Perché come Coach ho voluto dedicare un articolo a questa mostra e, in particolare, all’arte degli errori?
Perché che cosa sono in sostanza il Coaching, la resilienza e tanti altri concetti che appartengono al mondo del coaching come il “fail faster, fail better!” (“fallisci più velocemente, fallisci meglio!”) di Samuel Beckett, se non un utilizzo intelligente, creativo degli errori, per unire i puntini e mettere (o rimettere) insieme i pezzi in modo funzionale al nostro tempo, alla nostra meta, al nostro scopo, ai nostri obiettivi e… alla nostra direzione, uscendo dagli schemi, pensando “out of the box”, andando oltre quelle regole/limiti che abbiamo? E non importa se ce li ha inculcati qualcun altro o se ce li siamo inculcati da soli, importa il fatto che su quegli errori, quei limiti possiamo costruire davvero la nostra arte.

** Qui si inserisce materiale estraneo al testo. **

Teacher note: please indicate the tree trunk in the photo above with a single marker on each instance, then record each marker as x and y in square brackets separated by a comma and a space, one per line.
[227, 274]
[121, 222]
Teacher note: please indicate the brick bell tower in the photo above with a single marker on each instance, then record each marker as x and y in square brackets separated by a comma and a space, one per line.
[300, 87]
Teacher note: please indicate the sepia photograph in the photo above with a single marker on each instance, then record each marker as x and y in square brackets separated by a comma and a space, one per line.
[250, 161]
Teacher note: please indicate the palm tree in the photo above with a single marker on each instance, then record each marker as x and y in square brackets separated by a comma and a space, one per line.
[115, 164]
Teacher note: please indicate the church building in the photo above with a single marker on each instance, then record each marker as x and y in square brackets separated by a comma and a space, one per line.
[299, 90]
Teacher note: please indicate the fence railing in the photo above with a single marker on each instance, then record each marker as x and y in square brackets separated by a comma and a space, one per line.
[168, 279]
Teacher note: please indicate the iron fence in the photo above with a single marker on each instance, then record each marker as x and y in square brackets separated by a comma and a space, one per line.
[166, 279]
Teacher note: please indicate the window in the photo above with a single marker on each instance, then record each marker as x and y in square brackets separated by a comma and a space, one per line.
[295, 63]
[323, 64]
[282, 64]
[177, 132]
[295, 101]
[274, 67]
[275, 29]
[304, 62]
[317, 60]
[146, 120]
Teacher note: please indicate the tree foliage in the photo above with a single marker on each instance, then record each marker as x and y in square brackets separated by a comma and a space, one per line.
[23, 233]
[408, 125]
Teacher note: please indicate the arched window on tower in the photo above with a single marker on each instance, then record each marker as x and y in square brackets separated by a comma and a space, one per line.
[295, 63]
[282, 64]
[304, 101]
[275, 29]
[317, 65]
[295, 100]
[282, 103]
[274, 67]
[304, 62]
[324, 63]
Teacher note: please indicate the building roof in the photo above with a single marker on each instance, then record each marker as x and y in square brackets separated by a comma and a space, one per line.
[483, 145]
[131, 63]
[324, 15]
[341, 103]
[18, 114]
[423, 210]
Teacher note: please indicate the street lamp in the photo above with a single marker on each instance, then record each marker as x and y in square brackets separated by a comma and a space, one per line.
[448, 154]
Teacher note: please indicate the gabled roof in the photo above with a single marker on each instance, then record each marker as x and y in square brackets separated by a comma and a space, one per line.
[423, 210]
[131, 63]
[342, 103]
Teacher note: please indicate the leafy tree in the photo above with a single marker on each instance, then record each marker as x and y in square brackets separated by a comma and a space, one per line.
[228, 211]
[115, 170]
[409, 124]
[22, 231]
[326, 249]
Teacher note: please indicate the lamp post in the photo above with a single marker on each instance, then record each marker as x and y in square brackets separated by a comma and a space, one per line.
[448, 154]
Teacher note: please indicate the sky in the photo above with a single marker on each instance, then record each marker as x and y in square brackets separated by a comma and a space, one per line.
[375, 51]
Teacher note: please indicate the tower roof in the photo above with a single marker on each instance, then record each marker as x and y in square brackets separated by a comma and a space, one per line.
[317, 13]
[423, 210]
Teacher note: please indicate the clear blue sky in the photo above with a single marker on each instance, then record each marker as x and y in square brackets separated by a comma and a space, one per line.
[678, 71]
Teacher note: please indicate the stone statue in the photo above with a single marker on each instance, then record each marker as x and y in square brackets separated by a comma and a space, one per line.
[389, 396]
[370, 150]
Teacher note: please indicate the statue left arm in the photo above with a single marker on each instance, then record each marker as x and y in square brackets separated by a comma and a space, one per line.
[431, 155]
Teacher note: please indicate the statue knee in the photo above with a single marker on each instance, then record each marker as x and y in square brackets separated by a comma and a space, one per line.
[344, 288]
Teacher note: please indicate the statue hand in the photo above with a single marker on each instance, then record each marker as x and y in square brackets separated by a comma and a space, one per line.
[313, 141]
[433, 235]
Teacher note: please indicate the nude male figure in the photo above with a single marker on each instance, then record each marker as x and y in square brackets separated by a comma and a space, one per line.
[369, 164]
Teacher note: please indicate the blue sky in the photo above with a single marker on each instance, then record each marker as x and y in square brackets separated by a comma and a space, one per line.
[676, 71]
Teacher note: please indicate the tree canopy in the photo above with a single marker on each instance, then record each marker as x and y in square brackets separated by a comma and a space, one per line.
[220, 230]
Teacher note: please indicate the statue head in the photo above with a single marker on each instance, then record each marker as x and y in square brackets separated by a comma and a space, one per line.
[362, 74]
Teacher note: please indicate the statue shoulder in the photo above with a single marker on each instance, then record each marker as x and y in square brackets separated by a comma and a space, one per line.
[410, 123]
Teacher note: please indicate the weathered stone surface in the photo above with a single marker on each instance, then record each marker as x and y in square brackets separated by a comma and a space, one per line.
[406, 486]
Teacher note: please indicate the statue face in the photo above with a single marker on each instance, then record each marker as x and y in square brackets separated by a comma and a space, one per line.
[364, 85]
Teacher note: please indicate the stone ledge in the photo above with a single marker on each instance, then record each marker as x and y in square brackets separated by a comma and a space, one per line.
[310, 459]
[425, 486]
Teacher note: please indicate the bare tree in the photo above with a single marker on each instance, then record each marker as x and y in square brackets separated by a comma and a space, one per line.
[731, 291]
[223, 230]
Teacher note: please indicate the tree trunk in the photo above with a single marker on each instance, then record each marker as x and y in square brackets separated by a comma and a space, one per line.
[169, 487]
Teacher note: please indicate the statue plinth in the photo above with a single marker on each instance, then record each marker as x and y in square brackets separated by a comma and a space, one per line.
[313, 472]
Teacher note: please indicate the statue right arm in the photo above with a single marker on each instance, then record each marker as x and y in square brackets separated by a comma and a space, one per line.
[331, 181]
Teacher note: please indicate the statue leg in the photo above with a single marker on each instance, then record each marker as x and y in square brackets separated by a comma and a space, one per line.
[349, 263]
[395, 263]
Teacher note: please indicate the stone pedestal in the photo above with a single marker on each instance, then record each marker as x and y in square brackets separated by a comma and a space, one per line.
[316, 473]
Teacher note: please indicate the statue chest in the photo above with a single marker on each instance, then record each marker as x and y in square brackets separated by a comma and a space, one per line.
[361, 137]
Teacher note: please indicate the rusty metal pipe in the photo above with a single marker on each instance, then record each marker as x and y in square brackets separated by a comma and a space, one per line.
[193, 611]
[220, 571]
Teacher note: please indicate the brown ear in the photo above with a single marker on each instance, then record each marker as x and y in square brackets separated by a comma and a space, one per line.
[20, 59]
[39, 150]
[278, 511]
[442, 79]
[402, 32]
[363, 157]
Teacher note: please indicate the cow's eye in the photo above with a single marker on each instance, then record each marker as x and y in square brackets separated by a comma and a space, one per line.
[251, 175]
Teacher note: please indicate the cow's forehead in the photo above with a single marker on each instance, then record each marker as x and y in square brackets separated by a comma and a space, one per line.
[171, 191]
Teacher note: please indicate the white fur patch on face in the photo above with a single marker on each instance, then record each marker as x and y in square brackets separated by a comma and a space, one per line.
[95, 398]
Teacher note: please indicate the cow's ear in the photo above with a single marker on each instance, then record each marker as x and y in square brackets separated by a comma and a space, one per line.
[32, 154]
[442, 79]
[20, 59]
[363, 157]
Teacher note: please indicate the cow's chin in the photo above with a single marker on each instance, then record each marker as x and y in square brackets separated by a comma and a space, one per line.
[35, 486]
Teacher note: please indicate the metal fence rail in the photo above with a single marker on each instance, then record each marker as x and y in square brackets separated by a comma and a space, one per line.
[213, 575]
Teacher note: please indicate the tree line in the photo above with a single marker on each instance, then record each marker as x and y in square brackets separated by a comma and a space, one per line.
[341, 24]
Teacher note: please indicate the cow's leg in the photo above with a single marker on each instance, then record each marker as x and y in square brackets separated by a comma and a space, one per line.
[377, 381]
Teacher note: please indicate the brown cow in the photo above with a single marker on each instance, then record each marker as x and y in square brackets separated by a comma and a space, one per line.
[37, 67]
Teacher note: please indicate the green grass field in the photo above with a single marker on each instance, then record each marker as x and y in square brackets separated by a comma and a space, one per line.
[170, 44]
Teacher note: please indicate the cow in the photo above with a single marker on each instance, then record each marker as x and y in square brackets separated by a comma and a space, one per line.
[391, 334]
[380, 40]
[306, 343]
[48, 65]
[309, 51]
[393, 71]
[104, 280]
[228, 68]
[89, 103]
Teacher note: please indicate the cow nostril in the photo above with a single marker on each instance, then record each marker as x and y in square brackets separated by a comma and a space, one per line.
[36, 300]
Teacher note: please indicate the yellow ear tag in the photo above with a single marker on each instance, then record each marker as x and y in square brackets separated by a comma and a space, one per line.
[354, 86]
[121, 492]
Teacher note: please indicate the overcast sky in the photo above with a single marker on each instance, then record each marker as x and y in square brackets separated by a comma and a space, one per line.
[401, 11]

Ecco perché, come ho scritto altre volte, mi sono innamorata del Coaching: perché non ha a che fare con il dare agli altri ricette o formulette preconfezionate per il successo o per la felicità o nell’insegnare loro come fare, ma consiste nell’aiutarli a trovare la loro direzione, la loro strada, le loro risposte e il loro “come fare”.
Ecco perché con tutto il rispetto per la citazione con cui ho aperto questo articolo vorrei prendermi una piccola licenza “poetica” o, meglio, autorale per scrivere:
Il nemico della vita è la convenzione, le regole fisse del “come fare”.